Does the log mean that the error is happen on line 470? many thanks for your help.

aspiers commented 4 years ago

This is most likely a bug in the approach to UTF-8 decoding. Perhaps the data being decoded is not actually UTF-8. Either way it will be related to the use of Python 3, as I haven't gotten around to doing heavy testing on Python 3 yet. See also #98 and #87 which are both related to Python 3.

aspiers commented 4 years ago

Are you able to share the repository which caused this bug, so we can try to reproduce?

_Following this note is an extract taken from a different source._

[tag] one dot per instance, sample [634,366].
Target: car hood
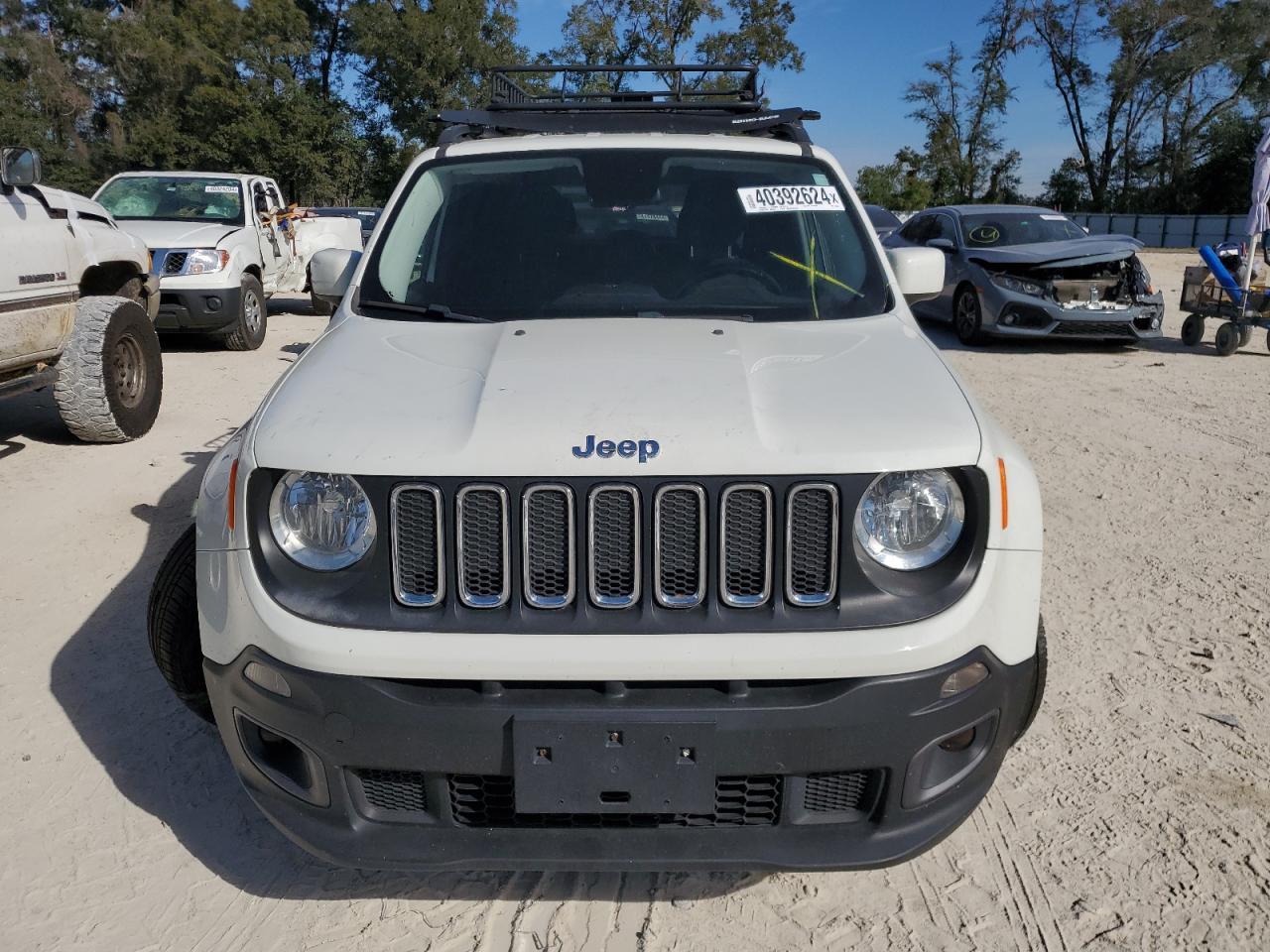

futureweihk commented 4 years ago

This is most likely a bug in the approach to UTF-8 decoding. Perhaps the data being decoded is not actually UTF-8. Either way it will be related to the use of Python 3, as I haven't gotten around to doing heavy testing on Python 3 yet. See also #98 and #87 which are both related to Python 3.

Thanks, so do you mean that if we use Pyhon 2.7 can avoid such error?

futureweihk commented 4 years ago

How can we change git-deps Python engine? need reinstall git-deps, or any parameter changing can acheive this? thx

aspiers commented 4 years ago

@futureweihk commented on September 22, 2020 4:54 AM:

Thanks, so do you mean that if we use Pyhon 2.7 can avoid such error?

Possibly - I'd say there is a good chance but I can't guarantee it.

@futureweihk commented on September 22, 2020 4:56 AM:

How can we change git-deps Python engine? need reinstall git-deps, or any parameter changing can acheive this? thx

That depends very much on your OS and how you normally install Python. Please just follow standard Python installation documentation, as I do not have time to provide general support for Python. git-deps does not do anything significantly different to other Python programs, so standard procedures work as normal. If you are not too familiar with Python then you could alternatively find a Python consultant to help. It is not hard.

futureweihk commented 4 years ago

Sir,

We change the detector.py line 173 from: blame = subprocess.check_output(cmd, universal_newlines=True) to: blame = subprocess.check_output(cmd, encoding="utf-8", errors="replace", universal_newlines=True) Now seems the git-deps can run without utf-8 error, do you have any suggestions for the approach?

aspiers commented 3 years ago

Thanks, that's very helpful. I still need this though:

@aspiers commented on September 21, 2020 5:14 PM:

Are you able to share the repository which caused this bug, so we can try to reproduce?

so that I can reproduce and test the fix. Please can you share it?